The major complications of syphilis especially those that develop during the last stage are long-term and permanent.

Early and late complications present as follows:

Increased risk of HIV

A person infected with syphilis is more likely to get infected with HIV. This risk increases 3 to 5 times. The reason is that the ulcer of syphilis can bleed especially due to friction during sexual activity. Sex with an HIV-infected person can easily allow the AIDS virus to get into the bloodstream.

Normally, the chances of getting an HIV infection due to a single sexual act with an HIV-infected person are very low. But, with the presence of a syphilitic chancre, both men and women have a higher risk of contracting HIV, which is about three to five times higher than in adults who don’t have syphilis.

Gummas or growths

Gummatous syphilis presents as inflammatory nonmalignant growths that can involve the liver, bones, and skin. Other organs too can get involved including the stomach and eyes.

Gummas often arise in the palate and the nose. Other sites include the face, scalp, and legs.

These gummas occur because of the failing immune response of the body to the spirochete syphilis bacteria. They can be single or multiple. They resolve after treatment.

Nervous system complications

Neurosyphilis develops when the syphilis bacteria infect the nervous system. It can cause sudden, intense pains, which may occur in various organs, mostly the stomach, which may cause vomiting. You may experience similar pains in your rectum, bladder, and larynx

It can present as syphilitic meningitis, meningovascular meningitis, general paresis, and tabes dorsalis.

Stroke, visual disturbances or blindness, deafness, and dementia are some of the other complications seen due to neurosyphilis.

Nervous system damage due to syphilis can also cause incontinence and impotence in men.

Neurosyphilis is one of the most feared complications. It can cause insanity, paralysis, and death.

Cardiovascular complications

Cardiovascular complications usually arise between 10 and 25 years after the initial syphilis infection.

Cardiovascular syphilis can give rise to aortic aneurysms and can damage the heart valves.
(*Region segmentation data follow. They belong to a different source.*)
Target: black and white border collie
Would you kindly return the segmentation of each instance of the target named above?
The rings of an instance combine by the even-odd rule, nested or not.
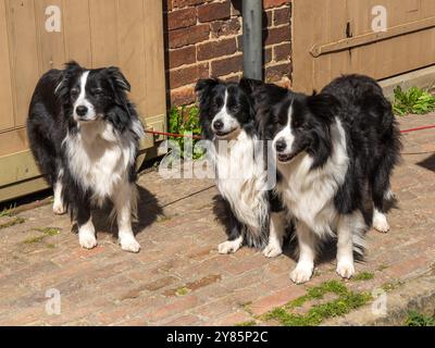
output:
[[[117,67],[87,70],[75,62],[51,70],[34,92],[27,132],[36,162],[54,190],[53,211],[70,209],[82,247],[97,246],[91,208],[113,201],[119,238],[140,249],[133,229],[137,190],[135,161],[144,128]]]
[[[263,250],[265,257],[277,257],[285,226],[279,225],[279,203],[268,189],[268,161],[260,149],[252,86],[245,79],[240,84],[202,79],[196,91],[201,127],[210,142],[208,157],[229,225],[227,241],[219,246],[219,252],[236,252],[246,244]]]
[[[374,204],[373,227],[389,229],[384,199],[401,147],[390,103],[374,79],[360,75],[312,96],[264,85],[254,98],[277,157],[276,191],[296,224],[299,260],[290,278],[311,278],[319,241],[330,237],[337,238],[337,273],[350,278],[353,250],[363,251],[368,229],[364,201]]]

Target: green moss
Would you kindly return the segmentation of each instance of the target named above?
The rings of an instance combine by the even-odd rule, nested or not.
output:
[[[370,272],[361,272],[358,273],[356,276],[352,277],[352,281],[370,281],[374,278],[374,274]]]
[[[395,289],[397,289],[398,287],[402,286],[403,282],[400,281],[395,281],[395,282],[388,282],[388,283],[384,283],[381,288],[385,291],[393,291]]]
[[[382,271],[385,271],[386,269],[388,269],[388,265],[380,264],[380,266],[377,268],[377,271],[382,272]]]
[[[45,227],[45,228],[35,228],[34,231],[37,231],[37,232],[41,233],[42,235],[33,237],[33,238],[28,238],[28,239],[24,240],[23,244],[33,245],[33,244],[41,243],[41,241],[44,241],[44,239],[46,237],[52,237],[52,236],[59,235],[62,229],[58,228],[58,227]],[[48,244],[47,246],[49,248],[54,248],[54,245],[51,245],[51,244]]]
[[[248,321],[248,322],[243,322],[243,323],[238,323],[234,326],[238,326],[238,327],[249,327],[249,326],[256,326],[257,322],[254,320]]]
[[[38,231],[42,234],[45,234],[46,236],[57,236],[61,233],[61,228],[58,227],[45,227],[45,228],[35,228],[35,231]]]
[[[310,300],[323,299],[326,294],[335,294],[338,298],[326,303],[314,304],[306,314],[295,314],[293,309],[303,306]],[[352,293],[337,281],[331,281],[320,286],[308,289],[307,295],[288,302],[283,307],[275,308],[262,315],[263,320],[275,320],[284,326],[315,326],[330,318],[340,316],[351,310],[366,304],[371,296],[366,293]]]
[[[403,91],[400,86],[395,90],[395,102],[393,110],[395,114],[403,116],[406,114],[426,114],[435,110],[435,96],[427,90],[411,87]]]
[[[241,308],[244,309],[245,312],[247,312],[247,313],[253,315],[253,312],[252,312],[252,310],[251,310],[251,304],[252,304],[251,301],[245,302],[245,303],[241,304]]]
[[[14,216],[15,208],[16,208],[16,206],[11,206],[10,208],[4,208],[3,211],[0,211],[0,219]]]
[[[201,125],[199,122],[199,109],[197,107],[191,108],[173,108],[169,114],[169,133],[182,134],[191,133],[194,136],[201,135]],[[179,145],[181,156],[185,159],[192,157],[194,160],[201,159],[204,151],[195,148],[198,139],[190,139],[184,137],[169,137],[171,140],[176,141]],[[194,153],[185,152],[186,140],[191,141],[194,146]]]
[[[405,322],[406,326],[435,326],[435,316],[426,316],[417,311],[410,311]]]
[[[189,294],[191,290],[187,287],[181,287],[175,291],[176,296],[186,296],[187,294]]]
[[[171,220],[172,220],[172,217],[171,216],[166,216],[166,215],[157,216],[157,223],[158,224],[161,224],[161,223],[164,223],[164,222],[171,221]]]
[[[23,243],[26,244],[26,245],[37,244],[37,243],[41,243],[44,240],[44,238],[46,238],[46,236],[38,236],[38,237],[27,238]]]
[[[20,216],[14,217],[11,221],[8,221],[8,222],[5,222],[3,224],[0,224],[0,229],[9,228],[9,227],[12,227],[12,226],[15,226],[15,225],[24,224],[25,221],[26,220],[24,217],[20,217]]]

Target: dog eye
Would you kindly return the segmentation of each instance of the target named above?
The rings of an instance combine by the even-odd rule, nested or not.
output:
[[[103,95],[103,90],[101,88],[96,88],[92,90],[94,96],[101,96]]]

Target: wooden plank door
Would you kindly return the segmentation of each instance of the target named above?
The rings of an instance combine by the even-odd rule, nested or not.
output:
[[[372,29],[386,9],[387,30]],[[294,0],[294,88],[310,92],[334,77],[377,79],[435,63],[433,0]]]
[[[48,7],[60,9],[60,32],[46,29]],[[120,66],[142,121],[165,130],[163,51],[160,0],[0,0],[0,201],[44,187],[25,129],[42,73],[70,60]],[[142,149],[154,140],[148,137]]]

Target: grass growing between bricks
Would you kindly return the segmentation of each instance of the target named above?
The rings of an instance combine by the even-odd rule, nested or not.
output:
[[[0,223],[0,229],[21,225],[21,224],[24,224],[25,222],[26,222],[26,220],[24,217],[16,216],[16,217],[11,219],[10,221],[7,221],[5,223]]]
[[[39,243],[44,241],[44,239],[46,239],[47,237],[53,237],[61,233],[61,228],[57,228],[57,227],[35,228],[34,231],[37,231],[37,232],[41,233],[42,235],[33,237],[33,238],[28,238],[28,239],[24,240],[23,244],[25,244],[25,245],[39,244]],[[54,245],[52,245],[52,244],[49,244],[47,246],[51,249],[54,248]]]
[[[15,206],[10,207],[10,208],[4,208],[2,211],[0,211],[0,219],[1,217],[13,217],[15,208],[16,208]]]
[[[360,281],[372,279],[373,274],[362,274]],[[326,295],[334,295],[335,298],[323,303]],[[275,321],[284,326],[318,326],[326,319],[341,316],[365,306],[372,300],[372,296],[368,293],[355,293],[338,281],[322,283],[319,286],[308,288],[307,295],[303,295],[287,304],[277,307],[260,316],[256,316],[256,321],[239,323],[236,326],[253,326],[258,322]],[[310,301],[316,301],[308,312],[301,314],[295,311]],[[249,313],[249,311],[247,311]]]
[[[370,272],[361,272],[358,273],[356,276],[352,277],[352,281],[360,282],[360,281],[371,281],[374,278],[374,274]]]
[[[405,322],[406,326],[435,326],[435,315],[426,316],[417,311],[410,311]]]
[[[15,216],[15,206],[5,208],[0,212],[0,219],[4,219],[5,222],[0,222],[0,229],[9,228],[15,225],[25,223],[24,217]]]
Other blood vessels can also get damaged.

Pituitary gland involvement

On rare occasions, syphilis can cause hypopituitarism in which there is reduced secretion of the hormones normally produced by the pituitary gland, which is situated at the base of the brain.

In adults, this can cause premature aging, and in children, it can cause dwarfism.

Gastric Syphilis

This is a relatively rare complication, which involves the stomach, and usually occurs in people who are in their 20s to 40s. It can cause pain, loss of appetite, nausea, vomiting, and weight loss.

Syphilis complications in the fetus during pregnancy

An infected pregnant woman can pass on the syphilis infection to the fetus through the blood via the placenta. Such infection passed to the newborn is called congenital or neonatal syphilis.

Complications of congenital syphilis include increased incidence of stillbirths, abortion, miscarriages, and death of the newborn within a few days after delivery.

Effects of syphilis on newborn

Untreated babies with congenital syphilis can have congenital deformities, seizures, delayed development of milestones, blindness, swollen liver, jaundice, enlarged spleen, and anemia.

The newborn develops notched and peg-shaped teeth called Hutchinson’s teeth. Weight gain may not take place and the newborn may fail to survive.

Syphilis and mortality

Untreated syphilis has a mortality rate of as high as 8% to 58% with the death rate being higher in males.

According to the World Health Organization (WHO) findings of 2008, about 2 million pregnant women worldwide acquire the disease every year. This causes about 50% of pregnancies to result in stillbirth or prenatal death.

However, according to the Journal of the American Sexually Transmitted Diseases Association, adults now rarely die from syphilis in the United States. Nevertheless, neonatal syphilis deaths increase when this disease increases among women.

If you have had unprotected sex with a new partner or more importantly with multiple partners, or have been exposed to the syphilis risk factors, you should get yourself thoroughly tested. A better alternative will be to follow the preventive tips, which can prevent you from getting this disease, which is so easy to catch.